The gazebo has been moved down to the LHS corner of the garden now, and a new honeysuckle has been planted in a pot below it. That is yet to show any signs of flowering so far this year. However the one which grows out of the corner of the patio, with its roots in a tiny space between the patio slabs and the surrounding wall, has come back with a vengeance this year.

I had to cut her right back almost to the ground in 2014 to remove her tentacles entangled around the legs of the gazebo. She spent most of her time climbing back up a metal pyramid last year after her severe pruning, but did flower eventually. This year for the past month during May and June it has been an almost daily task winding her tentacles around the pyramid, or else trimming them off if there was nowhere for them to go. That has paid off, as she is looking and smelling beautiful now.

I have also another very tiny new honeysuckle making her way up the back of the trellis around the dog run, growing in a pot. No sign of any flowers coming on that one yet though. Then on the other side of the garden there is another one behind my pink Buddleia, which will continue to climb back up the new fence on that side of the garden.

Another survivor, in the wild bit at the LHS of the garden behind the dog run, is just coming into flower low down, but I’m hoping that she will have climbed right up to cover next door’s eyesore Leylandii, as she did before they were cut back level with my fence during the garden revamp by the landscaper.
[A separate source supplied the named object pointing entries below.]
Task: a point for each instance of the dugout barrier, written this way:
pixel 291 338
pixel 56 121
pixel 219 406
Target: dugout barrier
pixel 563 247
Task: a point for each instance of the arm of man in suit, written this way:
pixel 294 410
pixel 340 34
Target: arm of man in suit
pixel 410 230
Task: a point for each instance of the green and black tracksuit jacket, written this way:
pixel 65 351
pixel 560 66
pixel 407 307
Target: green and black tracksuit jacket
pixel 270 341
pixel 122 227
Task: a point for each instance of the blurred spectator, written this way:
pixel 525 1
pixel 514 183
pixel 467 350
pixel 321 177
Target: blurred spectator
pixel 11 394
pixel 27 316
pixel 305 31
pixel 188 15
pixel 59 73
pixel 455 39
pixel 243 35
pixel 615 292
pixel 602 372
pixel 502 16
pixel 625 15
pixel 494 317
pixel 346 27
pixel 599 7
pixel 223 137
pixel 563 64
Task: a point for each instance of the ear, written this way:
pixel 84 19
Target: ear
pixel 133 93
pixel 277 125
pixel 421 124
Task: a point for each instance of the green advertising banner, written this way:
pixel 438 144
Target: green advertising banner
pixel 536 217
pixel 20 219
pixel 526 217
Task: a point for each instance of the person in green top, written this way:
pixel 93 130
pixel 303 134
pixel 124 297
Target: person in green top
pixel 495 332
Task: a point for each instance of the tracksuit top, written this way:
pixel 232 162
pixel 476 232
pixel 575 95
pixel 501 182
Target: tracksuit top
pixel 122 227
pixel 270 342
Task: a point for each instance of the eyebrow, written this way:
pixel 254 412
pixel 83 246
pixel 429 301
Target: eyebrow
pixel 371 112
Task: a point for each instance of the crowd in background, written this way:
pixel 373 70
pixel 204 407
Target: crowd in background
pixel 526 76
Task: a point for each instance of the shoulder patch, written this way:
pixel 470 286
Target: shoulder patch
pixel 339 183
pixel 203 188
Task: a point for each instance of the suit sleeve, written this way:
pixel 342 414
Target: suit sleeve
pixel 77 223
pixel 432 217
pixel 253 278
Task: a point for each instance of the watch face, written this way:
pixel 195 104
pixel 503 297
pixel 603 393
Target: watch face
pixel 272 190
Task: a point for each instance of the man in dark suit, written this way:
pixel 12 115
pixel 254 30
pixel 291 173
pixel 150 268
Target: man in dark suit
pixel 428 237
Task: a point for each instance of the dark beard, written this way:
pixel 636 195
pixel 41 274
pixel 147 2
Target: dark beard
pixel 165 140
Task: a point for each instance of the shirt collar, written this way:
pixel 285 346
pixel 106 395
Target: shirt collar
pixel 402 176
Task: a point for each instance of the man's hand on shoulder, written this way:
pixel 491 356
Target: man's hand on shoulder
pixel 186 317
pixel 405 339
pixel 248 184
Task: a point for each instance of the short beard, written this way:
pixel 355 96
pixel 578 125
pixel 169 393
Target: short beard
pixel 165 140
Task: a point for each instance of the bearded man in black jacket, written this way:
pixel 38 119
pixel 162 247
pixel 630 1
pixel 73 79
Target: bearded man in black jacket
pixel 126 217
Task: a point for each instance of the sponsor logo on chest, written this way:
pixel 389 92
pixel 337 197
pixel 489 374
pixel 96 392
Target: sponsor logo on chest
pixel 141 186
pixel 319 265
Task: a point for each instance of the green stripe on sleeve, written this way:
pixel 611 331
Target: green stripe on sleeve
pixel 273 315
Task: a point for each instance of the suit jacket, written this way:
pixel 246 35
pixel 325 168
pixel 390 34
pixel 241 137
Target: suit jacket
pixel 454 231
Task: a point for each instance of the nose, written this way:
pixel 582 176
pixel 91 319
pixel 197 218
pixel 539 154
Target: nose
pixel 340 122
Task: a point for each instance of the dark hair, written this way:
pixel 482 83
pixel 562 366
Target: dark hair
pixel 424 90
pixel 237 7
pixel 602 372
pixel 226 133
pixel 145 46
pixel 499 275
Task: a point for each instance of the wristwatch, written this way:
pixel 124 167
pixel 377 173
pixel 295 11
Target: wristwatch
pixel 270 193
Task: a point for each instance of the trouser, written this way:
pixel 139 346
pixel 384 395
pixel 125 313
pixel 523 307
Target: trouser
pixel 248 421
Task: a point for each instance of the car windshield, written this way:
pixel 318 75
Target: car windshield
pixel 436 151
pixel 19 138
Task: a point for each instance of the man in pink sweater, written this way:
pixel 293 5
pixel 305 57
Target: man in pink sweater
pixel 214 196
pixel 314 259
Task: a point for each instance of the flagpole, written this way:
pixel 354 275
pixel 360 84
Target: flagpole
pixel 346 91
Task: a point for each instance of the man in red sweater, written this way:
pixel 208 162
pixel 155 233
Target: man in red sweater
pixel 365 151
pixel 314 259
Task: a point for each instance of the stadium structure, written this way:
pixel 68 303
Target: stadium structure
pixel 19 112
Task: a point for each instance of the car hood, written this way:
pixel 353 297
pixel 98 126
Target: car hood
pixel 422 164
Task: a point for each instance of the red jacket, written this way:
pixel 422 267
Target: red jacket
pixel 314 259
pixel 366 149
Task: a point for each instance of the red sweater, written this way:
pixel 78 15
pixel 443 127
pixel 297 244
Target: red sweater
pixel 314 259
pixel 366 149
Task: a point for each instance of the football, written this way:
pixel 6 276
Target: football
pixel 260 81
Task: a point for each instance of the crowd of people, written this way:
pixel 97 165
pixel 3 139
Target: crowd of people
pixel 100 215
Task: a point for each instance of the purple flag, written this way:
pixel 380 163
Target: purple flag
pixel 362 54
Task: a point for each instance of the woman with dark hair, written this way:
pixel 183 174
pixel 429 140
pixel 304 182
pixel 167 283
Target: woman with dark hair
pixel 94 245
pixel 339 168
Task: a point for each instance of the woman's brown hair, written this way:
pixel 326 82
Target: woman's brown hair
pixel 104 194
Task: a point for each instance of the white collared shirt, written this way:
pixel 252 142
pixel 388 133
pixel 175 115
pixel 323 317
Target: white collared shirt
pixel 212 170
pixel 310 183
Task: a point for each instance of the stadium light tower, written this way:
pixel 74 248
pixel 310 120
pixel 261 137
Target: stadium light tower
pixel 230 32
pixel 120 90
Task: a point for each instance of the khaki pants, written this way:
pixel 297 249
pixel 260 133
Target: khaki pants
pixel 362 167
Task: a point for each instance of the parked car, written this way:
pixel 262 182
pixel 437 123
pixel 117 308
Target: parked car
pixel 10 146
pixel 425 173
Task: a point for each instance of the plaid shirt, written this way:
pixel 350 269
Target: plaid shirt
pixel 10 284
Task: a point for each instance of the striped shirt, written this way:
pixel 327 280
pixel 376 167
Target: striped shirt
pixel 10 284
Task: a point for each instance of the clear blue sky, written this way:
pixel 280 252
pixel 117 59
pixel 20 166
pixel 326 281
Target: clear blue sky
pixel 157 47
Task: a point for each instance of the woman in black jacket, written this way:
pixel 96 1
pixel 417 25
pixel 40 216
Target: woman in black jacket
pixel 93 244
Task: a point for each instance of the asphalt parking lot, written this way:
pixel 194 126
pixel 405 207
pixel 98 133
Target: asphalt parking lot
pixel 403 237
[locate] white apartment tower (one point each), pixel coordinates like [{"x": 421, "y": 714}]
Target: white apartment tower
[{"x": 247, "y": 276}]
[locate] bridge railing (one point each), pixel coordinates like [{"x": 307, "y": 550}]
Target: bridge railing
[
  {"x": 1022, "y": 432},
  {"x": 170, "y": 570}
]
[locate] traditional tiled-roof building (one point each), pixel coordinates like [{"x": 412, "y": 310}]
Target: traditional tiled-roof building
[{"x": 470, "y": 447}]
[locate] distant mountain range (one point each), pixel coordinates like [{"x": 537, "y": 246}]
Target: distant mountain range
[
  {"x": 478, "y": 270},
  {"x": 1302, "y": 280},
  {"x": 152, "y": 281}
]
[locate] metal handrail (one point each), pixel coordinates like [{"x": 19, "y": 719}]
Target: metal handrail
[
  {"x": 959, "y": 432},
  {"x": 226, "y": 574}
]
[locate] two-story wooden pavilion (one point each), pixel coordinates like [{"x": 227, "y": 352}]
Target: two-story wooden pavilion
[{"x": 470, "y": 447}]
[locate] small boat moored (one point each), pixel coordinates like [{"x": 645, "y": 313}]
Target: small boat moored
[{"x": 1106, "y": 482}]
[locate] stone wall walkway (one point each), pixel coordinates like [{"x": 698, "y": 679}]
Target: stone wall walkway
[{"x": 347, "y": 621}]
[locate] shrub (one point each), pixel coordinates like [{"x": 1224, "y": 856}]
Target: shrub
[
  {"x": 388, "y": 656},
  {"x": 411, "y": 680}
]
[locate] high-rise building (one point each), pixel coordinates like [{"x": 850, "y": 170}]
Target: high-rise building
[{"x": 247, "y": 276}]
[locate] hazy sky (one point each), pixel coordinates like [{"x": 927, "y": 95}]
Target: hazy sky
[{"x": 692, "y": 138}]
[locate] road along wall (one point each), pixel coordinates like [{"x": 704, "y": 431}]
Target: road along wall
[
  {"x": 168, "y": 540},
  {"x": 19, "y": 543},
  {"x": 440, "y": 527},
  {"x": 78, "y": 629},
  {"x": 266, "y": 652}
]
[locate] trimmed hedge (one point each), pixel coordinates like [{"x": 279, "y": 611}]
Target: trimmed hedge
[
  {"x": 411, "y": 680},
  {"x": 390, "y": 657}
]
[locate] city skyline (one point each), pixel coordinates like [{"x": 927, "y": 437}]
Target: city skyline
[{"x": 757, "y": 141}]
Further back towards the end of the garden on the RHS there was a different, wilder type of honeysuckle, with tiny flowers (according to my Googling, probably Lonicera japonica). That also managed to survive the revamp and is climbing up the fence and a greengage tree trunk, which is a self set from the mother tree next door, discovered during the revamp which I insisted was left in situ.

The smell in my garden in the evening is awesome. As I sit supping my before dinner aperitif I wonder whether it is the alcohol that is intoxicating me, or the aroma. It must be the aroma, because I still feel intoxicated on the days when I sup ginger beer instead of wine!

In 2014 after her pruning almost back to the ground, she managed to be flowering in July and in 2012 before the garden revamp, she was flowering in July and August, in fierce competition with the neighbouring Buddleia, and other huge shrubs around her.

WP_20150811_11_36_48_ProUpdate 12th August 2015

There are still a few flowers on all the Honeysuckles in my garden. Not enough to draw the eye, but they are there. However, the plant on the pyramid on the patio now is covered in orange/red berries where there used to be flowers, which is attractive in its own right. So Honeysuckle lives on through August.